Finanças

A Selic estacionou, mas os juros do crédito continuam subindo


Diferentes pesquisas mostram que 2016 começou com elevação no custo de empréstimos para consumidores e empresários


  Por Agência Brasil 11 de Fevereiro de 2016 às 15:24

  | Agência de notícias da Empresa Brasileira de Comunicação.


O custo do dinheiro está maior e continuou subindo em janeiro, segundo indicadores de duas instituições: a Fundação Procon de São Paulo e a Anefac (Associação Nacional dos Executivos de Finanças, Administração e Contabilidade).

O movimento de alta das taxas de juros para consumidores e empresários continua por causa da incerteza das instituições em relação à economia. Com a inflação elevada, aumento do índice de desemprego e perda do poder de compra da população, há risco maior de aumento na inadimplência.  

De acordo com uma pesquisa feita em agências de sete bancos pela Fundação Procon, houve elevação dos juros do cheque especial e do empréstimo pessoal a clientes do Banco do Brasil e Itaú

Segundo a pesquisa, a taxa média de juros para o cheque especial entre os bancos ficou em 12,79% ao mês em janeiro, 0,27 ponto percentual superior à taxa média do mês anterior (12,52%). 

No Banco do Brasil, a taxa passou de 11,8% para 11,91% ao mês e no Itaú, passou de 10,56% para 12,33% ao mês.

No empréstimo pessoal, a taxa média de juros entre os bancos pesquisados foi 6,41% ao mês, 0,4 ponto percentual acima do verificado no mês anterior (6,37%) ao mês. No Banco do Brasil, a taxa passou de 5,5% para 5,6% ao mês e no Itaú variou de 6,22% para 6,43% ao mês.

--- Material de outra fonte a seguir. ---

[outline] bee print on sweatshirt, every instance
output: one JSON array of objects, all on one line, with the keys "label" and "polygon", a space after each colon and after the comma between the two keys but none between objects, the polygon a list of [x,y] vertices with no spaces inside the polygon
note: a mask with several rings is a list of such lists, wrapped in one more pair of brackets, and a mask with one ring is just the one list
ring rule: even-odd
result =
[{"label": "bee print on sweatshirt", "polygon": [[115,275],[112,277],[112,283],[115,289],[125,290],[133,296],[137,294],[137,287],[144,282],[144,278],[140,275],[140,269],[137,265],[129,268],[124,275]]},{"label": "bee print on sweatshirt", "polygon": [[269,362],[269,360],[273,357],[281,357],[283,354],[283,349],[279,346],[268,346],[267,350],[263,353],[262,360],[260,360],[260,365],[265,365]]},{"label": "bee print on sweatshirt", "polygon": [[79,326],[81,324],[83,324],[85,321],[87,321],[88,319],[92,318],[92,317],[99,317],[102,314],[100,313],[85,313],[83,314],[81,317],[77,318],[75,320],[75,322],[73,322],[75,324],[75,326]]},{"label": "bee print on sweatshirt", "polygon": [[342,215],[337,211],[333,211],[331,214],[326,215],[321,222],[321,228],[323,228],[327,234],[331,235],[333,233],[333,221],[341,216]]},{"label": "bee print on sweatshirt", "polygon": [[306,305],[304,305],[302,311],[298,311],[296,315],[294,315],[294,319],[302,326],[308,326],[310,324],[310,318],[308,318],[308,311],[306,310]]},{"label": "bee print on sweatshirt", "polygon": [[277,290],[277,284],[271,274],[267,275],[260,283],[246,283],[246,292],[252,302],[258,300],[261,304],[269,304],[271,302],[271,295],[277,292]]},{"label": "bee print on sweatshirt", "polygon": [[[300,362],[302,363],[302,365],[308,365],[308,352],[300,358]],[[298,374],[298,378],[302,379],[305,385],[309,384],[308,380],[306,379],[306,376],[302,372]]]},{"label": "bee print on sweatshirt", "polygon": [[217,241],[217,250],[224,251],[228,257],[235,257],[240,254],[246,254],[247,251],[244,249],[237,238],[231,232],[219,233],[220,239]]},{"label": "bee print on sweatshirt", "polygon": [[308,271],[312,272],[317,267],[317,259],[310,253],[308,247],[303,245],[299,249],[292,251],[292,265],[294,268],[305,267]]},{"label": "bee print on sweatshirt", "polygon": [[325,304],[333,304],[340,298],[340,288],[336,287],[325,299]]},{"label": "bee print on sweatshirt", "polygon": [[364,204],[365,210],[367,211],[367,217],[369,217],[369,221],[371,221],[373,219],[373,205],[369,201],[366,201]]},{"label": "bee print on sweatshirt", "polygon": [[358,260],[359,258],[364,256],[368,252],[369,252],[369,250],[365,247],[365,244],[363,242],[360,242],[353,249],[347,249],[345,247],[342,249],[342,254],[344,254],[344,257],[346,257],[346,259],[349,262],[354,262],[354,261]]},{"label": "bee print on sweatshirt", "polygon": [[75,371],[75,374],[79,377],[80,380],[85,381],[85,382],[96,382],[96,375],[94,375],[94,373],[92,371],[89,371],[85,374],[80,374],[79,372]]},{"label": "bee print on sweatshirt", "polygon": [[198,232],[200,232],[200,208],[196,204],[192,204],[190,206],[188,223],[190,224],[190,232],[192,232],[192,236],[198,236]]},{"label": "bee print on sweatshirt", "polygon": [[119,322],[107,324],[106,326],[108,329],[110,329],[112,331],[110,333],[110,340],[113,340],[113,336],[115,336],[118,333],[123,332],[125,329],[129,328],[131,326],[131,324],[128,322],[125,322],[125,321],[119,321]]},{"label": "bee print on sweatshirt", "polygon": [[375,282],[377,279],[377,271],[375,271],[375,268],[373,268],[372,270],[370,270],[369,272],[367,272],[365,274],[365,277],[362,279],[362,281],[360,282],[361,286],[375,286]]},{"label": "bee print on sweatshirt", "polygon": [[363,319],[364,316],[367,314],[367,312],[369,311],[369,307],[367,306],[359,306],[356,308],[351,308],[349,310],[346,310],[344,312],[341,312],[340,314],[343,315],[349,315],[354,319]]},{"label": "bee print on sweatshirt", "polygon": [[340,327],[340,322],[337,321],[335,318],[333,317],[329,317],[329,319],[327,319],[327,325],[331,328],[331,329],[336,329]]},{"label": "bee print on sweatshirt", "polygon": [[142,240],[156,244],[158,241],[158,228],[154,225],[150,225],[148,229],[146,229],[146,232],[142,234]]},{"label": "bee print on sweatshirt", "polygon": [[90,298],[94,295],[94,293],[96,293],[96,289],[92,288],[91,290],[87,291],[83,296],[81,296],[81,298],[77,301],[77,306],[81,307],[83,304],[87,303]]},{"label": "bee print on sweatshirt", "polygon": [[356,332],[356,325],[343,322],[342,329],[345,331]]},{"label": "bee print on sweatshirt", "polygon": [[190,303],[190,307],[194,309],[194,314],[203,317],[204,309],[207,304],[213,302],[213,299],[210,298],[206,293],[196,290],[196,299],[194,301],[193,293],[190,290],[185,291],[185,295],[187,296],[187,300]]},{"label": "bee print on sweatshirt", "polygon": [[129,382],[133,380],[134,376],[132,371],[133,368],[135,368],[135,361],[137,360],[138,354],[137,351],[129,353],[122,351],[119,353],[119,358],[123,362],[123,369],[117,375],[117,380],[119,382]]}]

O Procon de São Paulo alerta o consumidor para ficar atento ao custo de utilização dessas modalidades de crédito. “As taxas de juros refletem o impacto da situação econômica atual do país. No caso de necessitar de crédito, é recomendável pesquisar as melhores taxas e negociar com a instituição financeira, especialmente quando mantiver um vínculo como correntista”.

As duas instituições citadas foram contatadas pela reportagem, mas até o momento da publicação do texto não se manifestaram sobre a pesquisa.

ELEVAÇÃO PELO 16º MÊS SEGUIDO

As taxas de juros das operações de crédito voltaram a subir em janeiro de 2016, na 16ª elevação consecutiva, de acordo com a Anefac.

A entidade pesquisa seis linhas de crédito que tiveram juros elevados no mês (juros do comércio, cartão de crédito rotativo, cheque especial, crédito direto para  financiamento de veículos, empréstimo pessoal de bancos e empréstimo pessoal de financeiras). 

Com isso, a taxa média de juros geral para pessoa física, subiu 0,11 ponto percentual de dezembro para janeiro deste ano e atingiu 7,67% ao mês (142,74% ao ano). Essa é a maior taxa de juros desde fevereiro de 2005.

No caso das empresas (capital de giro, desconto de duplicatas e conta garantida), também houve elevação nas três linhas de crédito pesquisadas. 

A taxa de juros média geral para pessoa jurídica apresentou elevação de 0,06 ponto percentual ao passar de 4,27% ao mês (65,16% ao ano) em dezembro de 2015 para 4,33% ao mês (66,31% ao ano) em janeiro de 2016. Essa é a maior taxa de juros desde fevereiro de 2009.

De acordo com o diretor de estudos e pesquisas econômicas da Anefac, Miguel José Ribeiro de Oliveira, um dos motivos que explica as elevações dos juros é o cenário econômico que aumenta o risco dos índices de inadimplência também subirem. 

“Este momento se baseia no fato de os índices de inflação estarem mais elevados, com aumento de impostos e juros maiores, que reduzem a renda das famílias. Agregado ao baixo crescimento econômico, deverá promover crescimento dos índices de desemprego”, disse Oliveira.

Ele acrescentou que como as expectativas para 2016 “são igualmente negativas quanto a todos estes fatores”, as instituições financeiras aumentam suas taxas de juros para compensar prováveis perdas com a elevação da inadimplência. O outro fator que explica a elevação das taxas é o aumento das taxas de juros futuros, por conta da turbulência política e econômica.